Così non accade in Italia, nonostante sia italiano il maggior studioso di Vygotskij, Luciano Mecacci, che ha lavorato con Lurija nell’Istituto di Psicologia di Mosca dove lo stesso Vy-gotskij condusse le sue ricerche. Sarebbe interessante indagare le ragioni di questa diserzione tutta italiana, certamente crisi della cultura e crisi dell’insegnamento vanno di pari passo. Da tempo manca nel nostro paese una riflessione seria sulla cultura necessaria alla scuola, in una scuola che si è andata sempre più avvitando su se stessa in questioni di cattedre e di precariato.

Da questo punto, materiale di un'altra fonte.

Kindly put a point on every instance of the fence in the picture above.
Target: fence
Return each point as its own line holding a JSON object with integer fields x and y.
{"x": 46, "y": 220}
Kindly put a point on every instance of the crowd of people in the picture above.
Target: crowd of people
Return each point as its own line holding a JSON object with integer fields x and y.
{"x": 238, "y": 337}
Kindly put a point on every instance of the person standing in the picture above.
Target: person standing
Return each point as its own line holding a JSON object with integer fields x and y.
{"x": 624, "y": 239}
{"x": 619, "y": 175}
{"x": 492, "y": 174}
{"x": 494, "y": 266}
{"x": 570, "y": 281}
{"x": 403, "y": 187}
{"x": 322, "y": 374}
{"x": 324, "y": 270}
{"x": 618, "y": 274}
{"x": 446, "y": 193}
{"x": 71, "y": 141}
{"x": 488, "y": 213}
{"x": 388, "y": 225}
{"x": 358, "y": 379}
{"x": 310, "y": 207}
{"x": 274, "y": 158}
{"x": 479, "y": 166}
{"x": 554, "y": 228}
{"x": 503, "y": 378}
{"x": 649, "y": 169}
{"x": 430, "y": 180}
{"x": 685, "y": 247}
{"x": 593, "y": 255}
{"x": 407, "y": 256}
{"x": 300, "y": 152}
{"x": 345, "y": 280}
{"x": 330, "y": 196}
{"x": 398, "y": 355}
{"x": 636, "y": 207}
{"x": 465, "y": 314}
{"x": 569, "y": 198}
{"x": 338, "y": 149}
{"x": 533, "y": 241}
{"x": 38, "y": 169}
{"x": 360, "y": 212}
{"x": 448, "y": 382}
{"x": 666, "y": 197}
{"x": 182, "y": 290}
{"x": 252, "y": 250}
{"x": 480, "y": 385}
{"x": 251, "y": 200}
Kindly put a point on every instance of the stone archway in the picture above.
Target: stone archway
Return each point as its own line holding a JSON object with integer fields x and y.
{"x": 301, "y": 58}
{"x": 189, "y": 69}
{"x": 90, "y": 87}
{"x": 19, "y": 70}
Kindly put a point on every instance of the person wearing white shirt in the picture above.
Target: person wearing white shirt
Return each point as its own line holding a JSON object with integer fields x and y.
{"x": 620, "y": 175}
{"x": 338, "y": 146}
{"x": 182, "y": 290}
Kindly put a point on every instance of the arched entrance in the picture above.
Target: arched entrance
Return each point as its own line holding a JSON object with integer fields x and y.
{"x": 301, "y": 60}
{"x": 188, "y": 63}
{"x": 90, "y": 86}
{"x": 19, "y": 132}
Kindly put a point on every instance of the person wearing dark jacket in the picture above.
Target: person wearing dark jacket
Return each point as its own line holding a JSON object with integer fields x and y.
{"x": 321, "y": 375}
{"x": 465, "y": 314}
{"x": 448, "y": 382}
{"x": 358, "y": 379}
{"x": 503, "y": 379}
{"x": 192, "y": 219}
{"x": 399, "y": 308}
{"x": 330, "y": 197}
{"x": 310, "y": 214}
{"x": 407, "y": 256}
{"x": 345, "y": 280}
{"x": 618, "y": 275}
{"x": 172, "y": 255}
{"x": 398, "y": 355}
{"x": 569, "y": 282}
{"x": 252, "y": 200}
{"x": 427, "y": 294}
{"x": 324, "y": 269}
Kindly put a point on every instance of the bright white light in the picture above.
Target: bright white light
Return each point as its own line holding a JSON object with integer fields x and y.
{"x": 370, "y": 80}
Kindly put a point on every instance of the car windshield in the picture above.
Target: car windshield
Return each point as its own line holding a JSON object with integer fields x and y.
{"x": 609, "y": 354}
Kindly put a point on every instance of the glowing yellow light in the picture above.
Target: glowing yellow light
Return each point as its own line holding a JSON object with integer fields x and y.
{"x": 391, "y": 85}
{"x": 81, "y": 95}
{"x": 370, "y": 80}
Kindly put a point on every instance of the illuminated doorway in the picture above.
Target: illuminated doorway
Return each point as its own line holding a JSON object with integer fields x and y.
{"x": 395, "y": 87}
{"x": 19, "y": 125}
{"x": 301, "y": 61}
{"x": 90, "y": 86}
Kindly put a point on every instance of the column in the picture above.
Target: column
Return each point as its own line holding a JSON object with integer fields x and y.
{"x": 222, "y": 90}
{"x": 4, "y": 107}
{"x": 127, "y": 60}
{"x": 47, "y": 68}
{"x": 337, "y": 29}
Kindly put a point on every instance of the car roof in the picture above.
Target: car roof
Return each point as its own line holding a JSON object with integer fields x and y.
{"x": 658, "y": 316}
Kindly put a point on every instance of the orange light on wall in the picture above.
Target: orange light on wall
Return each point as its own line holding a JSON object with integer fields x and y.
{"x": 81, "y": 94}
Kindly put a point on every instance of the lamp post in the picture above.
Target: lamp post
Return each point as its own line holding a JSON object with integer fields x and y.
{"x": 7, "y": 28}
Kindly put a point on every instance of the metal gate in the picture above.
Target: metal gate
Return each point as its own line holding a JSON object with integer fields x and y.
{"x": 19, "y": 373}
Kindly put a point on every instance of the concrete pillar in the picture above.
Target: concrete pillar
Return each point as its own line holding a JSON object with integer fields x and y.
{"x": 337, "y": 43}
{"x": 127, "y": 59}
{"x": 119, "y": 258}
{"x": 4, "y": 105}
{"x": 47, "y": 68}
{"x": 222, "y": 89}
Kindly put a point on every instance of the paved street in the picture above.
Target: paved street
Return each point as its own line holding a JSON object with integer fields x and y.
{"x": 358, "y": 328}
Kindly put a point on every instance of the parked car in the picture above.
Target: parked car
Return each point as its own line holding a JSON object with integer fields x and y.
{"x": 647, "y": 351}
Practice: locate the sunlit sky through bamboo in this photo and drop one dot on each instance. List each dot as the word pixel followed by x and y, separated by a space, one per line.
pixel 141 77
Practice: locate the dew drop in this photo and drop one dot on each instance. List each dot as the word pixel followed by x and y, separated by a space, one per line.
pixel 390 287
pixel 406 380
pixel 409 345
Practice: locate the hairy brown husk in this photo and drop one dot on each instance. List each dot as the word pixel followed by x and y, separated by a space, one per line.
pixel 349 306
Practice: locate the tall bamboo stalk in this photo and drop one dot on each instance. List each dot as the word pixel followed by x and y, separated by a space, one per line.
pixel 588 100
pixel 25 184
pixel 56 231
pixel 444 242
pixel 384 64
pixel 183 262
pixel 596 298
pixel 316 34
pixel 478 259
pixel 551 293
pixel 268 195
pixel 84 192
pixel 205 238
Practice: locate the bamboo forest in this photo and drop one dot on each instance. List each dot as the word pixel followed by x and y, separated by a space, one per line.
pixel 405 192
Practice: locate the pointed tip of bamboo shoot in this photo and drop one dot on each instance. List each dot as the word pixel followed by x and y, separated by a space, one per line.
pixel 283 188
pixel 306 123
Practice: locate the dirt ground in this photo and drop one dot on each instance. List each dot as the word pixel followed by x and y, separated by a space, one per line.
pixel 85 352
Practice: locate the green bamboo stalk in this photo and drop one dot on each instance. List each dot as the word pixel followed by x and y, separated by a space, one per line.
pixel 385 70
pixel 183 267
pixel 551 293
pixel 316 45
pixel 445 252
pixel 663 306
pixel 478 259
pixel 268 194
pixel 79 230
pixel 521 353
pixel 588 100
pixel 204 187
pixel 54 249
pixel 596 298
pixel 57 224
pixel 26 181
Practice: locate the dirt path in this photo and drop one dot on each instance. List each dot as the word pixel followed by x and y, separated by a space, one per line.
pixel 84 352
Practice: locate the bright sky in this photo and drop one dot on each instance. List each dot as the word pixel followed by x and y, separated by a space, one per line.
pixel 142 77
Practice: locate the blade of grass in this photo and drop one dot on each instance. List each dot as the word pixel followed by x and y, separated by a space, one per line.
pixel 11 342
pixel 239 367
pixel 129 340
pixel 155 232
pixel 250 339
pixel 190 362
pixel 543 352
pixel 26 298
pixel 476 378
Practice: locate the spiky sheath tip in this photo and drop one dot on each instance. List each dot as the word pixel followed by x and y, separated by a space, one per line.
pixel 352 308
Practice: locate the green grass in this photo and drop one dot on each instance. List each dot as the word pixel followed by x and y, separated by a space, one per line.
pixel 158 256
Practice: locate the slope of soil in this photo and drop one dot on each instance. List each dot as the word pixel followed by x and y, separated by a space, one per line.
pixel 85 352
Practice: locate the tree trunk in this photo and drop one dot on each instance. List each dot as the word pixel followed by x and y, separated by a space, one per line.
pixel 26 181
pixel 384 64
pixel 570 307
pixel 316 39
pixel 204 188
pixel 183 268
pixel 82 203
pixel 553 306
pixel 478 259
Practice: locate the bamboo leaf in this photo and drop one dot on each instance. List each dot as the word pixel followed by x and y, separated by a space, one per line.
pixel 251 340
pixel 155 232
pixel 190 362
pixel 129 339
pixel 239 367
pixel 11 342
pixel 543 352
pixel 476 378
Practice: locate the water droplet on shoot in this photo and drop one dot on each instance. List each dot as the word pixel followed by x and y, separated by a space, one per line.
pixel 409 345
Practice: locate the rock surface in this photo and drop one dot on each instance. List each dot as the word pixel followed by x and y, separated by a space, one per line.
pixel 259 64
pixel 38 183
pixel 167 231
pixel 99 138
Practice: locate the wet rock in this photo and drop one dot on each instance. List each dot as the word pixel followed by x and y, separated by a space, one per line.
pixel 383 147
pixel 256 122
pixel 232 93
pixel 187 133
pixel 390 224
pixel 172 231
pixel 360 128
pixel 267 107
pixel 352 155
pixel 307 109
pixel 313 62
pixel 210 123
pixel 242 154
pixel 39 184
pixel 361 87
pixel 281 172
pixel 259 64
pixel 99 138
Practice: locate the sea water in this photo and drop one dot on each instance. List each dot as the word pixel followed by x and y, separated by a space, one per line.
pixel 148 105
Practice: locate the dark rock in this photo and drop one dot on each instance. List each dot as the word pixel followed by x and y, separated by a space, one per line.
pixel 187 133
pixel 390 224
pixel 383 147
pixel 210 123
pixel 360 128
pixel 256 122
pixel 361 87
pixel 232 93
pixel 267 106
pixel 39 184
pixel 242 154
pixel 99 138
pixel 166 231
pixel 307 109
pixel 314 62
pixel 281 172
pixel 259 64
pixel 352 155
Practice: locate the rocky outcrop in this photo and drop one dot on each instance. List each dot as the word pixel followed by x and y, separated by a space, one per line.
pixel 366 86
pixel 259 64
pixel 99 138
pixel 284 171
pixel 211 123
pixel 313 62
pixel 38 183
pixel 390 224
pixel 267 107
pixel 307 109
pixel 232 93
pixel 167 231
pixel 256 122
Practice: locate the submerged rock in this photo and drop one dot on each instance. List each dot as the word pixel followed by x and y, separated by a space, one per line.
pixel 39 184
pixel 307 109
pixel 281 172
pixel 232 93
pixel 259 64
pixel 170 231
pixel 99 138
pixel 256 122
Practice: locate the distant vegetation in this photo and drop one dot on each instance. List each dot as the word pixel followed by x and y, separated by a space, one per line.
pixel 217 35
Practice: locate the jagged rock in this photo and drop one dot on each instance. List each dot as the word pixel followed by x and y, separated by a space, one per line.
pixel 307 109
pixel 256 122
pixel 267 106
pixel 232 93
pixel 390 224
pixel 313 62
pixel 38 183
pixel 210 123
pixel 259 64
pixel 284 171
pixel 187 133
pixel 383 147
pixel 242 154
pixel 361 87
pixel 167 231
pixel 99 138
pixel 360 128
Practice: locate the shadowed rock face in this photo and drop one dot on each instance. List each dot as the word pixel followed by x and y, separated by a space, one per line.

Può essere che abbia inciso, come ha osservato Alain Goussot, la profonda crisi della cultura marxista italiana, anche nella sua versione gramsciana.
Ma non ne sono convinto, perché l’opera di Vygotskij va ben oltre ogni confine riduttivamente culturale. È più credibile il perdurare di una opzione cognitivista ancora prevalente nell’ambito dell’insegnamento/apprendimento.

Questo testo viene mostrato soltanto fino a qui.